The climate crisis is also causing their migration to change, and opening up Arctic regions to industrial activity, which is infringing on narwhal territories. Killer whales, another apex predator, have joined the marine Arctic ecosystem and are known to attack and kill slow-moving narwhals.
The review collates a number of research papers to better understand how the Arctic’s traditional apex predators are likely to decline. “We wanted to kind of summarise what we know about the physiology of those animals … we really saw a lot of similarities between them,” said Dr Anthony Pagano, a co-author from the institute for conservation research at San Diego Zoo Global.
The decline of polar bears and narwhals is likely to have a knock-on effect on other ice-dependent mammals and their prey, leading to “rapid changes in the entire Arctic marine ecosystem”, researchers say. Mammals such as beluga whales, Arctic foxes and musk oxen are likely to be vulnerable to similar changes.
The paper corroborates existing models that predict a global decline in polar bear abundance of between one and two-thirds by the end of the century. “We have to reduce our carbon footprint using every bit of human ingenuity we can muster. If for no other reason than a world without polar bears and narwhals would be a sadder place,” said Williams.

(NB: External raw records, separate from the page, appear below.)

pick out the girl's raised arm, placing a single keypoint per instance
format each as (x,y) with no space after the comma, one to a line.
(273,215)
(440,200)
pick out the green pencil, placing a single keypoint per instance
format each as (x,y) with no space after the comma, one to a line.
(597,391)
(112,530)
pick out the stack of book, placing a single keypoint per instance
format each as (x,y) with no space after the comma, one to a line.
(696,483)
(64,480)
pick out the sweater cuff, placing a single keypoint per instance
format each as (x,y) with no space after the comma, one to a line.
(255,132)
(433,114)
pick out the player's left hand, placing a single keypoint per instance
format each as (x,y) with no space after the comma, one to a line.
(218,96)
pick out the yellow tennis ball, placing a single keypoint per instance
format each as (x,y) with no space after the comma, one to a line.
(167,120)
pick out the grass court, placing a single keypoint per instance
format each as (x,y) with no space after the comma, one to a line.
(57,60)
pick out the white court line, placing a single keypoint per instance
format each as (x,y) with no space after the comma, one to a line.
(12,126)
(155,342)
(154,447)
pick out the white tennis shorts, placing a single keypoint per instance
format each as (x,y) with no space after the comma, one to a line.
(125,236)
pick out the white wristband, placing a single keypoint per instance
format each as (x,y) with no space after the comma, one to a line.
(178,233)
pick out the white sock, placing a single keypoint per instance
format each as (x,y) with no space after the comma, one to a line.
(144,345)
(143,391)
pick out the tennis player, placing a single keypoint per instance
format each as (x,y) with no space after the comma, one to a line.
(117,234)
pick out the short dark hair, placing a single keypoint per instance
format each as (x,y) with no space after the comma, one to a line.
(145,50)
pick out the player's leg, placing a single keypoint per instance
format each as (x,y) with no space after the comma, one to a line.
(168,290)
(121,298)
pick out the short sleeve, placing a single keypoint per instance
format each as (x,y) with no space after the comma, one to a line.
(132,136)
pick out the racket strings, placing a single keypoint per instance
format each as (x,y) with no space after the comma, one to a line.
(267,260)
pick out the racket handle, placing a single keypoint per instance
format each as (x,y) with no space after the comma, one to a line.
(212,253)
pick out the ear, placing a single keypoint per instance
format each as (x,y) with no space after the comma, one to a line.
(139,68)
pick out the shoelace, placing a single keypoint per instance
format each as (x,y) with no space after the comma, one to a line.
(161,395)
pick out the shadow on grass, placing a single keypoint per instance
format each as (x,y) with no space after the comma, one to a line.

Prof Klaus Dodds, from the department of geography at Royal Holloway, University of London, who was not involved in the study, said it was an important paper. “As the Arctic continues to burn, melt and thaw, there will continue to be a cascade of shocks and reverberations.
“Iconic species such as the polar bear, seal and whale are vulnerable to changes in sea ice distribution and thickness. As marine ecologies shape-shift, perfectly adapted mammals to a reliably frozen environment will struggle to adapt. The cost of current and future adaption will be high.”
Prof Steve Albon, an honorary research associate at the James Hutton Institute, who was not involved in the research, said: “By calculating the energetic costs of the loss of sea ice to these predators we can foretell the likely consequences for their reproduction and survival long before we have the evidence of their declining numbers.”